The guidance also offers a number of additional examples of how the rules will work in practice. It outlines how ‘personally providing services’ applies in situations that typically involve a tripartite relationship between a worker, an agency and a client, and where more than one intermediary is involved.
It makes clear that the legislation will apply if any worker personally provides their services, irrespective of whether a worker sends a substitute. The legislation applies in respect of the worker that actually provides their services and not to a worker who sends a substitute to provide services.
The rules can still apply when the contract between the client and the agency includes more than a worker personally providing their services, for example, a contract that includes the provision of goods and a worker’s services.

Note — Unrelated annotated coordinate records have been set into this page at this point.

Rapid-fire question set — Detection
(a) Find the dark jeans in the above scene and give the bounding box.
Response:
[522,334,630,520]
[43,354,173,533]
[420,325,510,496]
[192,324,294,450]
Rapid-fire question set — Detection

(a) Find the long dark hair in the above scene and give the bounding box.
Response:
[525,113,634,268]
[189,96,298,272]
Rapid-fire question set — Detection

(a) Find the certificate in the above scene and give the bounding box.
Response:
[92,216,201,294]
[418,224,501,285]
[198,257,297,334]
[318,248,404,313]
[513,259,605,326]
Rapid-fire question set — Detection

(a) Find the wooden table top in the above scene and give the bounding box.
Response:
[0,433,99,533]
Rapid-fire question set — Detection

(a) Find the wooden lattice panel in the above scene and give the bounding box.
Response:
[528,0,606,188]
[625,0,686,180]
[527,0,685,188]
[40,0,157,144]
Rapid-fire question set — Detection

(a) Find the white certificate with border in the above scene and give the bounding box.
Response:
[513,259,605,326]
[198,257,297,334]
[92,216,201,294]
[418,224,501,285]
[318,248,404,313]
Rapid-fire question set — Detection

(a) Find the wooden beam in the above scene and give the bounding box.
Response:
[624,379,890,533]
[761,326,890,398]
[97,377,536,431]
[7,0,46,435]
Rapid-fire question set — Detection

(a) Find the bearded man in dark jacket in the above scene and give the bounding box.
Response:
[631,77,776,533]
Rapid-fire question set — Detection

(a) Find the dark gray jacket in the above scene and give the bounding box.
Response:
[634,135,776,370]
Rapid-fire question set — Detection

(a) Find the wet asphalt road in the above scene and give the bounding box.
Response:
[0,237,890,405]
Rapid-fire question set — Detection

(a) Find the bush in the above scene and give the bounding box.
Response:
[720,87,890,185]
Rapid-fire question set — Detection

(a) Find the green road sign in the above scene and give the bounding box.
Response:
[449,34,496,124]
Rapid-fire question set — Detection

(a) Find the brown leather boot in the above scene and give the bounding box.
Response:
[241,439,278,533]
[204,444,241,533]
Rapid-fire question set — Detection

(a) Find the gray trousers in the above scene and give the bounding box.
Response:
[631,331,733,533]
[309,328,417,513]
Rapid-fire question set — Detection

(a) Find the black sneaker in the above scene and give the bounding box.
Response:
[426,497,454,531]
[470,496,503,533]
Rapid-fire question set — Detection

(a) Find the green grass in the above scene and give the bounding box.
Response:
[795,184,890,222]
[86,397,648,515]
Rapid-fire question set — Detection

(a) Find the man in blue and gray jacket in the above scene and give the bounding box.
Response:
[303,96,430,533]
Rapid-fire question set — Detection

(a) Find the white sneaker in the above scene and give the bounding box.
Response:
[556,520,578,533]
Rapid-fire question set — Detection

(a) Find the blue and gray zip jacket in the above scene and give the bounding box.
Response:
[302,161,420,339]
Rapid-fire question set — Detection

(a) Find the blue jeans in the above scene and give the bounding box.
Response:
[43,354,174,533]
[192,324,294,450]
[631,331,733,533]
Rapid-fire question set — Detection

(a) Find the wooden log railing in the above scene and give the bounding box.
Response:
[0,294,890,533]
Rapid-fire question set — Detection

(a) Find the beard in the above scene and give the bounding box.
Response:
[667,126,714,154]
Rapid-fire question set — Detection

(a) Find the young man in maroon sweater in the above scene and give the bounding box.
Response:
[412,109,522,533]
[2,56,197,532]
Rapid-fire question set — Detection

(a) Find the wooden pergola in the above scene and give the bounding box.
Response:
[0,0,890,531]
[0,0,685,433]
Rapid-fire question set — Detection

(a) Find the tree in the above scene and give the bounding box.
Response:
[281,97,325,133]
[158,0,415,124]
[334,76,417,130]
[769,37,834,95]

It can also apply when the contract between the client and the agency does not specify which workers are to personally provide their services.
The guidance states that the existence in an arrangement of a right to supervise, direct or control a worker can affect both whether the agency legislation and whether the employment intermediaries’ travel expense provisions apply to workers engaged through certain employment intermediaries.
’It is up to the person who would be liable to operate PAYE for income tax and pay Class 1 NICs to HMRC to determine if the agency legislation applies, and who must produce evidence to show the SDC test is not met.
There is no definition of the meaning of the SDC test in law. For the purposes of the agency and travel and subsistence legislation, the SDC test is a test in isolation – there might be many indicators that suggest the SDC test is met, none of the other employment status indicators, for example, financial risk, the right to personal service etc, are considered when applying the SDC test. It is either met or it is not.
This means that the agency legislation may apply to a group of workers who, applying all the employment status tests, would be self-employed if they were working directly for the client.
HMRC says in the guidance it is not prescriptive on what evidence HMRC or the courts would find persuasive in considering whether this test is met, and it will depend on individual arrangements.
HMRC does not consider signed waivers and generic statements that the manner in which the worker personally provides the services is not subject to (or to a right of) SDC as satisfactory evidence.
As a general rule HMRC considers that agency workers who personally provide services to work in industries where the manner in which they work is governed by regulations or some other statutory framework or standards, will be subject to the right of SDC, and it is likely that in practice, they will be subject to SDC
If HMRC considers that the evidence produced to show that the SDC test is not met is unsatisfactory, HMRC will recover PAYE income tax and Class 1 NICs due from the employment intermediary or appropriate person responsible.
HMRC says the Employment Status Manual will be amended to reflect these updates in due course.